For most players, it is a good idea to have three clubs in mind as possibilities when getting ready for a greenside bunker shot. The sand wedge is on that list, of course, as are the lob wedge and the pitching wedge. If you carry four wedges, you could really consider any of the four, although most amateur golfers will only have three in the bag.

You will probably want to use your sand wedge as the go-to option for most of your bunker shots. This is the club you will reach for when you have a comfortable distance to the hole, a good lie, and an easy path out of the trap. If you need to play a longer bunker shot and the lip is low in front of you, or if you have a bad lie to deal with, you may want to move down to a pitching/gap wedge for lower loft and a flatter flight.

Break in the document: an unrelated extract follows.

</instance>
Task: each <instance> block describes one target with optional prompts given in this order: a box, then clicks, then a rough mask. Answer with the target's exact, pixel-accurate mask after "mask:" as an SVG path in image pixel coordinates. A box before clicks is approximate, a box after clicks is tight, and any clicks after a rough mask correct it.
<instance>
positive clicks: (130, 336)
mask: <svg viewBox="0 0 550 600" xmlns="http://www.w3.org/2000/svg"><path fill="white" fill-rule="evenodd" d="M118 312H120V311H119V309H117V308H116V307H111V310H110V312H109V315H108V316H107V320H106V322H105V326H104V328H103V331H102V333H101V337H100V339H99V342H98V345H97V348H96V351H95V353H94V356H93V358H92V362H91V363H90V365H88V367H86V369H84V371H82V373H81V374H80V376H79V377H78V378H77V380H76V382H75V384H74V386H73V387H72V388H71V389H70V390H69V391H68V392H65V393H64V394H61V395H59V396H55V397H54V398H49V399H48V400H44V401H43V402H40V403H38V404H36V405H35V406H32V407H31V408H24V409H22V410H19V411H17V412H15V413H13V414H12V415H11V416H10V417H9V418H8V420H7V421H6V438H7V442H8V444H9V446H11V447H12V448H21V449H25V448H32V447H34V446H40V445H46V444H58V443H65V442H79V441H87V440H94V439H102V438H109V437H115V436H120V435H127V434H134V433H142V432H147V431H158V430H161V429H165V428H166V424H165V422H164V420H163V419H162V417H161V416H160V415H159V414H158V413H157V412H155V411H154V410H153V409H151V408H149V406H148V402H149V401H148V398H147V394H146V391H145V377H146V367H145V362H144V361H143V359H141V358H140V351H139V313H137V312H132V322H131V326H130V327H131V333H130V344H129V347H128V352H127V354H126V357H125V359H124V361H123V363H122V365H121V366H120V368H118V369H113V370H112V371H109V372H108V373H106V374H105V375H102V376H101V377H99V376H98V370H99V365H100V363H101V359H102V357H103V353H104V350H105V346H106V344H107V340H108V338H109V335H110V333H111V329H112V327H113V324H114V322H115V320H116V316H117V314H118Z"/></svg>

That brings us around to the topic of the lob wedge, which was mentioned in the title of this article. When would you use a lob wedge in the sand? The greatest strength of the lob wedge is its significant loft, so this is the perfect club when you need to get the ball up into the air quickly. If the lip of the bunker is high in front of you, or if you need to stop the ball quickly after it lands, the lob wedge will make a great choice. On the other side of the coin, the lob wedge is not such an effective pick when you have to cover a lot of distance across the green in order to reach the hole.

In the end, picking the right club in the sand comes down to experience more than anything else. When you have experimented with all of your various wedges on greenside bunker shots, you will know what they can do, and you’ll be able to pick the right club without much trouble. Use each shot you hit – both in practice and on the course – as a learning experience. As that experience adds up into the future, your sand game will become more and more reliable.